Артемис сделала еще два телефонных звонка и окончательно пала духом.

— Я знаю, мама, это звучит жестоко, но ведь это не конец света, — равнодушно бросил Шолто. — От дома папа ни за что не отступится, тут и думать нечего, но при составлении соглашения о разводе он не станет скупиться. Все будет нормально, вот увидишь. Тебе лучше сразу присмотреть себе что-нибудь подходящее. Какую-нибудь шикарную квартиру в Лондоне или дом на побережье. — Артемис едва не задохнулась от гнева. Неужели этот мальчишка думает, что ее волнует чисто финансовая сторона вопроса? Да у нее отец миллионер! Если бы она только захотела купить себе шикарную квартиру в Лондоне или дом на побережье, он бы сделал это в один момент. — А Серена не дура, — добавил Шолто. — Она не станет гнать волну. Тем более теперь, когда она стала наконец хозяйкой в доме.

Шолто знаком с Сереной, и она определенно ему нравится! Артемис показалось, что у нее вот-вот разорвется сердце от такого предательства.

Не желая больше слышать ни слова, она оборвала разговор, и вдруг неожиданно ее осенило, что Руперт так настойчиво цепляется за дом, исполняя заветное желание Серены.

Полностью сраженная этой догадкой, она поспешно набрала номер Орландо.

— Ты тоже с ней встречался? — вскричала она в истерике. — Неужели ни один из вас не возмущен поведением отца?
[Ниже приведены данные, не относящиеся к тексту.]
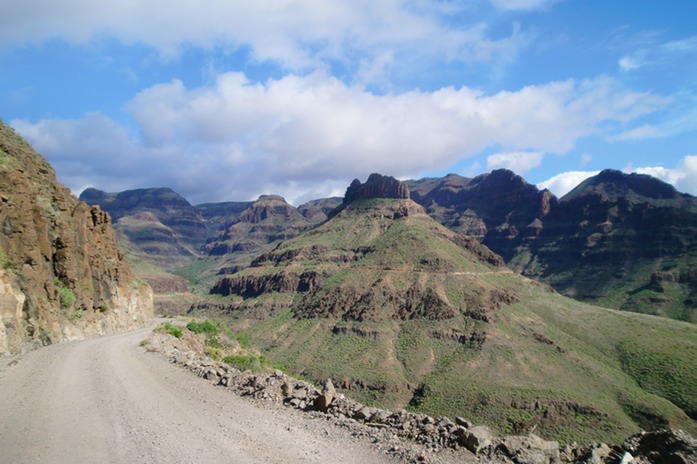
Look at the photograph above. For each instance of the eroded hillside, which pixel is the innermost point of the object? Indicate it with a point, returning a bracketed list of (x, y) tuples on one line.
[(63, 276)]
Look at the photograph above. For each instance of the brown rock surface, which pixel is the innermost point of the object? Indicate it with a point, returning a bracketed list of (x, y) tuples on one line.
[(60, 255)]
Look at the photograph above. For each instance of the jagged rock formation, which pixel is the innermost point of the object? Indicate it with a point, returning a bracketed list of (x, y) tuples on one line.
[(377, 186), (317, 211), (266, 220), (158, 221), (62, 276), (621, 240), (500, 208), (617, 240)]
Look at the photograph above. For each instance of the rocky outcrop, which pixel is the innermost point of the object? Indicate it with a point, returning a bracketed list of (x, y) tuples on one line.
[(267, 220), (63, 276), (377, 186), (611, 241), (317, 211)]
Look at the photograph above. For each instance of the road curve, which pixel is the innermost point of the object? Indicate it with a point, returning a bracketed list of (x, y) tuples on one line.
[(106, 400)]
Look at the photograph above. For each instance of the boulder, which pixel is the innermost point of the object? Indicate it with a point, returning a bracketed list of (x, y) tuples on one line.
[(326, 396)]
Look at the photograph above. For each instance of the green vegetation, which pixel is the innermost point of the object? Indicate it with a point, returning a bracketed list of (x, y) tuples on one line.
[(66, 295), (670, 375), (208, 327), (5, 261), (249, 362)]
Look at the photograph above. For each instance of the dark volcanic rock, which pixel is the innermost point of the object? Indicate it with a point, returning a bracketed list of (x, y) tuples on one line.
[(622, 240), (317, 211), (266, 220), (377, 186)]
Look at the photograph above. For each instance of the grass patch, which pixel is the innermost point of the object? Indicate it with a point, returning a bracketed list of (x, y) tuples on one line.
[(249, 362)]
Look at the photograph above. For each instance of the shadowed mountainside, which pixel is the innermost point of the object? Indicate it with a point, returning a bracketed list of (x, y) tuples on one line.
[(625, 241), (61, 274), (402, 311)]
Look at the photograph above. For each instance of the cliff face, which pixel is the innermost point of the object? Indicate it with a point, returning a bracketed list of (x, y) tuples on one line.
[(62, 276)]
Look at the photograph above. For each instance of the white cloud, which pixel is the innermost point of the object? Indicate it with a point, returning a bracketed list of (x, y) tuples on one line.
[(563, 183), (522, 4), (683, 177), (300, 34), (235, 139), (518, 162), (638, 133)]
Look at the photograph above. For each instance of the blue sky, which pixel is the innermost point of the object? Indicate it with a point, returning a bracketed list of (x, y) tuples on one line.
[(225, 100)]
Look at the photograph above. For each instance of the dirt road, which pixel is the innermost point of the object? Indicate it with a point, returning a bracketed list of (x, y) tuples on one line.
[(106, 400)]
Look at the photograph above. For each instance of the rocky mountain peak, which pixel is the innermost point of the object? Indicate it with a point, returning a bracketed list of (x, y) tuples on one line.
[(612, 185), (377, 186), (62, 276)]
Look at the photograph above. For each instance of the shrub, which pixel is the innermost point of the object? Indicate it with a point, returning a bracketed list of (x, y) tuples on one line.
[(250, 362), (216, 354), (5, 262), (66, 295), (207, 327)]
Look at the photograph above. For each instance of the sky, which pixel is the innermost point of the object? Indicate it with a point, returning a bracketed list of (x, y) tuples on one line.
[(224, 100)]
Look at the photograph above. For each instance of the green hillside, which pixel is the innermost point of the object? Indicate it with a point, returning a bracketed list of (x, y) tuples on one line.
[(401, 312)]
Мы женаты вот уже тридцать два года, и он бросает меня ради… ради какой-то… — она так громко зарыдала, что едва смогла заговорить снова: — ради помешанной на сексе шлюхи, и ни один из вас не встал на мою защиту!

— Едва ли леди Серену Кемпбелл-Тинн можно назвать шлюхой, мама, — со скрытой насмешкой возразил Орландо. — Конечно же, я, как и Шолто, глубоко потрясен тем, что произошло. Но этого давно следовало ожидать. К тому же папа ведь не бросил тебя, когда мы были детьми…
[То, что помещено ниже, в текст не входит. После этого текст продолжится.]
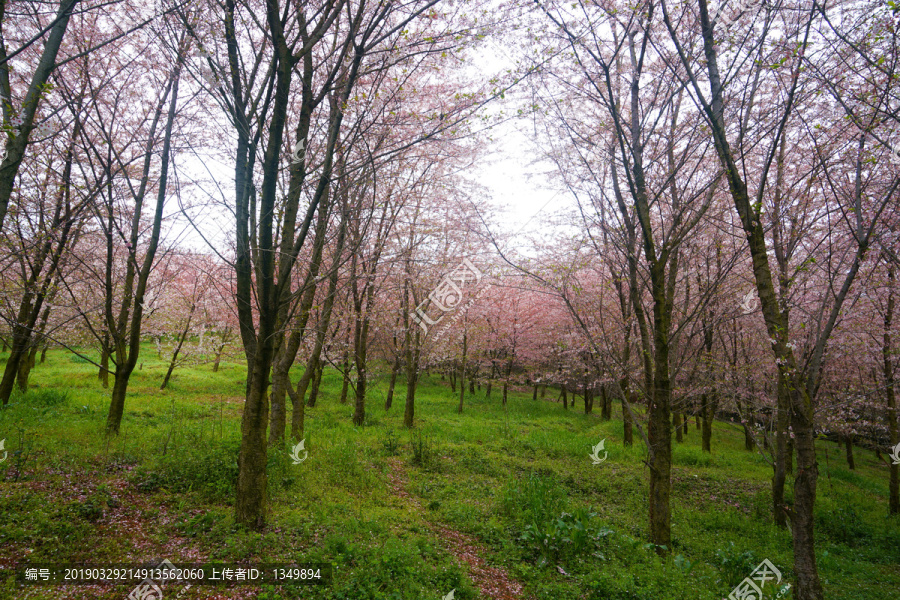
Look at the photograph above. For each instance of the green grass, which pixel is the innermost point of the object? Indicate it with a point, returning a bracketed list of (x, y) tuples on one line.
[(516, 480)]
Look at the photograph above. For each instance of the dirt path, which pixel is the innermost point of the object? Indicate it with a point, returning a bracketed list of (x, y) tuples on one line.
[(494, 583)]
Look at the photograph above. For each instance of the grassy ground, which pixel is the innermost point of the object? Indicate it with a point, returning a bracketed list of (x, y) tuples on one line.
[(383, 505)]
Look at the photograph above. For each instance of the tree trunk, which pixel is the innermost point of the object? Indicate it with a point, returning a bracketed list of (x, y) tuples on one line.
[(181, 338), (395, 370), (804, 498), (605, 405), (782, 422), (462, 372), (103, 374), (848, 445), (117, 400), (887, 354), (707, 409), (627, 427)]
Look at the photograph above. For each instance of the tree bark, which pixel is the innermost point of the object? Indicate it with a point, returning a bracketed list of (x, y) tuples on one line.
[(887, 354)]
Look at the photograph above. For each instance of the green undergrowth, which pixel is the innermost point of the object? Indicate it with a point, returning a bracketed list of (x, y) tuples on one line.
[(517, 480)]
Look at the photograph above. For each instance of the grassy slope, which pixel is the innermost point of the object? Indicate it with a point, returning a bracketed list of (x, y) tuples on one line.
[(518, 481)]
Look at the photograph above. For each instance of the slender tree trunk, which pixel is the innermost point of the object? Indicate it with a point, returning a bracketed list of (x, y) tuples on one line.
[(181, 338), (117, 400), (462, 372), (848, 446), (395, 370), (708, 410), (103, 374)]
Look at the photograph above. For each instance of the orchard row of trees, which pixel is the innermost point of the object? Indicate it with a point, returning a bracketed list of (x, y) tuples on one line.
[(732, 251)]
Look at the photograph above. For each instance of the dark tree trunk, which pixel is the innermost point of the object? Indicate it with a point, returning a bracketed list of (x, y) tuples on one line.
[(708, 410), (395, 370), (605, 404), (103, 374), (627, 427), (848, 445), (887, 354), (462, 372)]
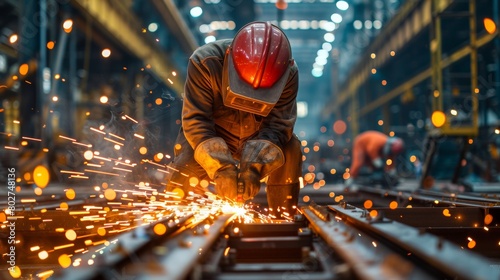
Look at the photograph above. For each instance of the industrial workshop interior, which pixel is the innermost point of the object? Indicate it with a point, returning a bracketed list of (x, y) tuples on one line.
[(250, 139)]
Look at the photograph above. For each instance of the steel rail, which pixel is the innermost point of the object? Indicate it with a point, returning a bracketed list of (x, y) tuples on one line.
[(430, 251)]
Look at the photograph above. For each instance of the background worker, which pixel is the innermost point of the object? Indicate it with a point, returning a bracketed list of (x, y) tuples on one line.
[(371, 149), (238, 116)]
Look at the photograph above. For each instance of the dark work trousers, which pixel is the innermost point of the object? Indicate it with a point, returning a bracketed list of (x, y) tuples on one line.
[(282, 184)]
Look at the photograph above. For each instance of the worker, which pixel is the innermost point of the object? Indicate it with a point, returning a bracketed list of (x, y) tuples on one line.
[(238, 117), (372, 149)]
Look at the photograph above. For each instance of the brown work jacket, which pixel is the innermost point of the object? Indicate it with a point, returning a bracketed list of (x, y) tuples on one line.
[(204, 114)]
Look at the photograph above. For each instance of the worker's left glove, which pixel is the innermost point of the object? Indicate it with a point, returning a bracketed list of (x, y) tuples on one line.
[(258, 159)]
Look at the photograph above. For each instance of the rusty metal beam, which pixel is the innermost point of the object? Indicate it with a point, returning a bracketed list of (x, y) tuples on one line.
[(122, 25)]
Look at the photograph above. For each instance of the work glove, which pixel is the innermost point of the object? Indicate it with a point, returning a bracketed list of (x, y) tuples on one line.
[(225, 181), (258, 159), (214, 156)]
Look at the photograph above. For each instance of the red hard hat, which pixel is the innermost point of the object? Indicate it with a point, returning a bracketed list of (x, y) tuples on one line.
[(256, 67)]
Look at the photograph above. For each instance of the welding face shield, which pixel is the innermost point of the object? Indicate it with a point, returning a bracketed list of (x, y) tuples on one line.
[(256, 68)]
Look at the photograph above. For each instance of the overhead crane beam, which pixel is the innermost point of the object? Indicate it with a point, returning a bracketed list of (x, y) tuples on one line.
[(124, 26), (176, 24)]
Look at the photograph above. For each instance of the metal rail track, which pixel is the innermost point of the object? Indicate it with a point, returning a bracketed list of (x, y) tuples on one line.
[(324, 242)]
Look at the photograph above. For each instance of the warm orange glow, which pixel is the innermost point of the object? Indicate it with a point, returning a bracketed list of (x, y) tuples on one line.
[(438, 118), (178, 192), (368, 204), (489, 25), (106, 53), (41, 176), (88, 155)]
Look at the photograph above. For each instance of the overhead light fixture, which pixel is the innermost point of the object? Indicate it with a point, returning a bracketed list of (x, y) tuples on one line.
[(281, 4), (196, 11)]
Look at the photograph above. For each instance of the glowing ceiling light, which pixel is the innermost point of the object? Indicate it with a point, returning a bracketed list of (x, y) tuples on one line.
[(204, 28), (327, 46), (342, 5), (329, 37), (281, 4), (337, 18), (368, 24), (13, 38), (209, 39), (196, 11), (106, 53), (316, 72), (357, 24), (329, 26), (68, 25)]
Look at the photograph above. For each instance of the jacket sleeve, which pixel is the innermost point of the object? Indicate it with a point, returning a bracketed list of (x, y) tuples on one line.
[(197, 120), (277, 127)]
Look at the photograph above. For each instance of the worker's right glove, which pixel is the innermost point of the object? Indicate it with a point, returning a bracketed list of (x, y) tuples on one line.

Это прозвучало так, словно Руперта впору было наградить медалью за подобную самоотверженность.

В отчаянии от того, что не нашла поддержки, в которой так нуждалась, Артемис отключила телефон, а затем, громко рыдая, завела мотор и тронулась с места. Она не имела ни малейшего представления, куда ехать.
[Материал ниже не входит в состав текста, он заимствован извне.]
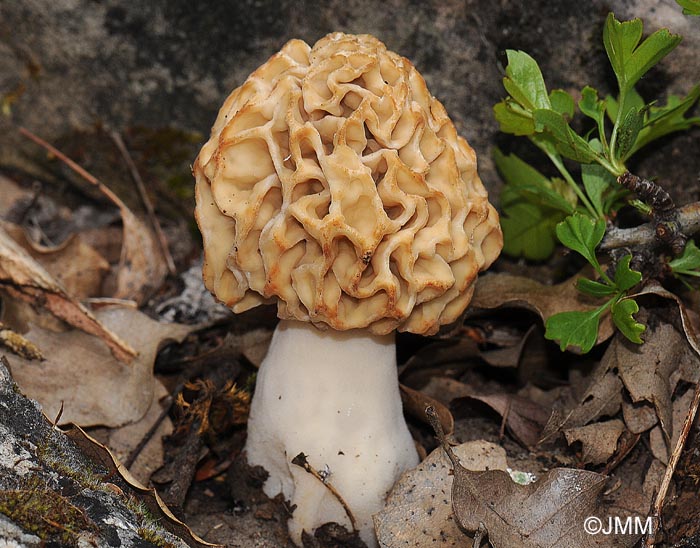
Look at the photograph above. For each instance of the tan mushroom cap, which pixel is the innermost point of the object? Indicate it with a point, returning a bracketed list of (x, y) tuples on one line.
[(336, 185)]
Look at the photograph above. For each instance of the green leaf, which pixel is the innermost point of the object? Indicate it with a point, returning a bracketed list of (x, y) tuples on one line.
[(591, 105), (513, 119), (596, 180), (528, 231), (568, 143), (562, 102), (574, 329), (594, 108), (626, 278), (690, 7), (582, 234), (628, 132), (524, 81), (689, 262), (594, 289), (622, 314), (670, 118), (630, 59), (525, 181)]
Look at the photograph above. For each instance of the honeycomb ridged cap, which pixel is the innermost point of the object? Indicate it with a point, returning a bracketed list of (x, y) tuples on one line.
[(335, 185)]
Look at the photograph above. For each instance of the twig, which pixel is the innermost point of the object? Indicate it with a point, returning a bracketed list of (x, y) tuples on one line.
[(687, 220), (136, 176), (673, 462), (479, 535), (136, 451), (300, 460), (116, 200)]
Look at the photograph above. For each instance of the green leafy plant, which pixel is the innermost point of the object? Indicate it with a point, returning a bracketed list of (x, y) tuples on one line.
[(690, 7), (574, 206)]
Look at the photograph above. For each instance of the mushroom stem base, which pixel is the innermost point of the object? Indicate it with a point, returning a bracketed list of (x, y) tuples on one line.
[(333, 396)]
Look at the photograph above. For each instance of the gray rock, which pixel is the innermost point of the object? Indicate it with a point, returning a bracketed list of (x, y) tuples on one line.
[(170, 63), (44, 477)]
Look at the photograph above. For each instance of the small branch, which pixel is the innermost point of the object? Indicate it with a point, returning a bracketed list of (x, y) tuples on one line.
[(673, 461), (300, 460), (136, 176), (687, 221)]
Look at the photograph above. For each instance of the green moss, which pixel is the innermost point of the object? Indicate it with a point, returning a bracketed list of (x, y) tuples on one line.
[(54, 457), (44, 512), (154, 537)]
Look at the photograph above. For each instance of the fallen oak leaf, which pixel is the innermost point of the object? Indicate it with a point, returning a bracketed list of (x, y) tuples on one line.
[(414, 403), (80, 374), (602, 396), (418, 510), (74, 264), (25, 279), (523, 418), (548, 513), (142, 267), (506, 290), (103, 455), (599, 440)]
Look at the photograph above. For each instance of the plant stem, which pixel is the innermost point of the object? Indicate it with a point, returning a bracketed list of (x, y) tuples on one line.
[(556, 160), (688, 223), (618, 121)]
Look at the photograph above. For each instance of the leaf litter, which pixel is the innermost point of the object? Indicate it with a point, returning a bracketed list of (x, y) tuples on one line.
[(582, 412)]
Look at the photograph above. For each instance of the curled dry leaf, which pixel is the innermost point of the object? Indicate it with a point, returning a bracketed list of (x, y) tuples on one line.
[(155, 504), (506, 290), (142, 266), (80, 374), (599, 440), (25, 279), (123, 441), (524, 418), (74, 264), (418, 511), (601, 396), (548, 513), (16, 343), (661, 445), (415, 403), (646, 370)]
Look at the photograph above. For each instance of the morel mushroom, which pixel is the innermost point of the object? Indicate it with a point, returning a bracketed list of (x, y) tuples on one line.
[(335, 185)]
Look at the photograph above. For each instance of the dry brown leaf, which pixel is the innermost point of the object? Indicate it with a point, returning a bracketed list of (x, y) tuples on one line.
[(510, 355), (80, 373), (652, 479), (75, 265), (11, 193), (646, 369), (142, 267), (602, 396), (524, 418), (415, 403), (659, 443), (599, 440), (16, 343), (25, 279), (418, 511), (506, 290), (639, 417), (549, 513), (122, 441), (104, 456), (689, 320)]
Лишь в предместьях Бата, заметив указатель на шоссе М5, Артемис неожиданно поняла, куда направляется. Она едет искать Примми. Примми, которую не должна была терять из виду. Свою единственную, самую дорогую подругу Примми.

У подножия холма Артемис обнаружила гавань и маленькую автостоянку. Рядом, зажатая между универсальным магазином и лавкой зеленщика, ютилась почта. Артемис облегченно вздохнула. В таком крошечном местечке, как Каллело, достаточно зайти в почтовое отделение, чтобы узнать, как добраться до Рутвена.

— Вы можете взять мой парковочный талон, — предложила ей незнакомая девушка, когда Артемис едва протиснулась по узкой улочке к стоянке. — Я как раз уезжаю, а у меня осталось еще полчаса.

Эта неожиданная доброта так потрясла Артемис, что у нее, измученной и вконец издерганной, снова навернулись слезы на глаза.

Чувствуя, что, как никогда, близка к нервному срыву, испуганная Артемис приказала себе не плакать и медленно припарковала машину. Часы показывали уже половину пятого. Всю дорогу из Глостершира Артемис провела за рулем, ни разу не остановившись. После завтрака на борту теплохода «Карония» у нее не было во рту ни крошки. Сказав себе, что ее болезненная нервозность вполне объяснима, она сменила туфли для вождения на изящные лодочки на высоком каблуке и направилась к главной улице Каллело. Она решила сначала зайти на почту, а затем — в ближайшее кафе.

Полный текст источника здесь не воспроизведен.